Le voyant incapable d’aborder la question, Anna prit la parole elle-même.

« Alexis Alexandrovitch, dit-elle en le regardant sans baisser les yeux sous ce regard fixé sur sa coiffure. Je suis une femme mauvaise et coupable ; mais je reste ce que j’étais, ce que je vous ai avoué être, et je suis venue vous dire que je ne pouvais changer.

— Je ne vous demande pas cela, — répondit-il aussitôt d’un ton décidé, la colère lui rendant toutes ses facultés et, cette fois, regardant Anna en face, avec une expression de haine : — Je le supposais, mais ainsi que je vous l’ai dit et écrit, continua-t-il d’une voix brève et perçante, ainsi que je vous le répète encore, je ne suis pas tenu de le savoir, je veux l’ignorer ; toutes les femmes n’ont pas comme vous la bonté de se hâter de donner à leurs maris cette agréable nouvelle. (Il insista sur le mot « agréable ».) J’ignore tout tant que le monde n’en sera pas averti, ni mon nom déshonoré. C’est pourquoi je vous préviens que nos relations doivent rester ce qu’elles ont toujours été ; je ne chercherai à mettre mon honneur à l’abri que dans le cas où vous vous compromettriez.
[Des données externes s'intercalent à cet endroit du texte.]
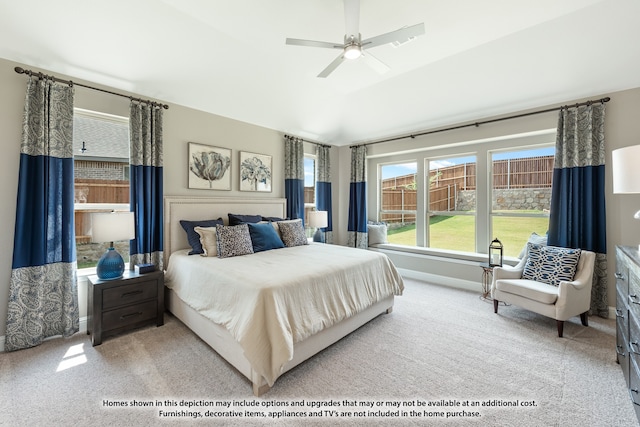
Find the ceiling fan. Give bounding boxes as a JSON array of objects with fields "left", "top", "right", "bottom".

— Mais nos relations ne peuvent rester ce qu’elles étaient, » dit Anna timidement en le regardant avec frayeur.

En le retrouvant avec ses gestes calmes, sa voix railleuse, aiguë et un peu enfantine, toute la pitié qu’elle avait d’abord éprouvée disparut devant la répulsion qu’il lui inspirait ; elle n’eut qu’une crainte, celle de ne pas s’expliquer d’une façon assez précise sur ce que devaient être leurs relations.

« Je ne puis être votre femme, quand je… »

Karénine eut un rire froid et mauvais.

« Le genre de vie qu’il vous a plu de choisir se reflète jusque dans votre manière de comprendre, mais je méprise et respecte trop, je veux dire que je respecte trop votre passé et méprise trop le présent pour que mes paroles prêtent à l’interprétation que vous leur donnez. »

Anna soupira et baissa la tête.

« Au reste, continua-t-il en s’échauffant, j’ai peine à comprendre que, n’ayant rien trouvé de blâmable à prévenir votre mari de votre infidélité, vous ayez des scrupules sur l’accomplissement de vos devoirs d’épouse.

— Alexis Alexandrovitch, qu’exigez-vous de moi ?

— J’exige de ne jamais rencontrer cet homme. J’exige que vous vous comportiez de telle sorte que ni le monde ni nos gens ne puissent vous accuser ; j’exige, en un mot, que vous ne le receviez plus. Il me semble que ce n’est pas beaucoup demander. Je n’ai rien de plus à vous dire ; je dois sortir et ne dînerai pas à la maison. »

Il se leva et se dirigea vers la porte. Anna se leva aussi ; il la salua sans parler, et la laissa sortir la première.